Hanson is played by Rolf Lassgard, best known as Kurt Wallander, the detective/protagonist in the Swedish television series based on the internationally acclaimed police procedurals of author Henning Mankell. In Lassgard’s accomplished hands, Hanson becomes the most accurate screen portrayal of the 21st century’s version of royalty; the successful business magnate. Personally charming, carelessly arrogant toward his opponents and unconsciously condescending to his subordinates, Hanson holds court in an opulent world in which everyone caters to his wishes. Supremely confident of getting his own way, Hanson employs a complex mixture of seduction, intimidation and charisma to manipulate his family, staff and friends, deploying smiles, good champagne and his considerable financial resources in the process.
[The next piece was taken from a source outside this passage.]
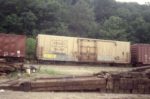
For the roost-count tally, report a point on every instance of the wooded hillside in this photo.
(103, 19)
He’s a quietly terrifying force of nature.
Hanson’s irresistible force meets Jacob’s immovable object; a test of wills worthy of the director’s skills…but at this point, she throws a curve into the storyline which unfairly loads the dice in Hanson’s favor, turning what had been a hard-nosed examination of competing value systems into a soft-focused examination of the importance of familial relationships. Despite a final burst of candor from Hanson, Wedding slides into pathos, and what might have been an outstanding dissection of the disparities between first and third world living standards becomes instead a protracted analysis of how the rich extend their reach from one generation to the next.
Bier’s an accomplished director whose dozen films over the last decade and a half have earned an enviable reputation. A charter member of the Dogme 95 group, (a collection of European filmmakers who reject the artificiality of studio-produced movies in favor of natural lighting, background soundtrack noise and hand-held cameras) she’s managed to blend those techniques into her productions with a keen sense of what audiences will and won’t find appealing. Give her credit here for raising interesting and important issues; but not much for the manner in which she side-steps in resolving them.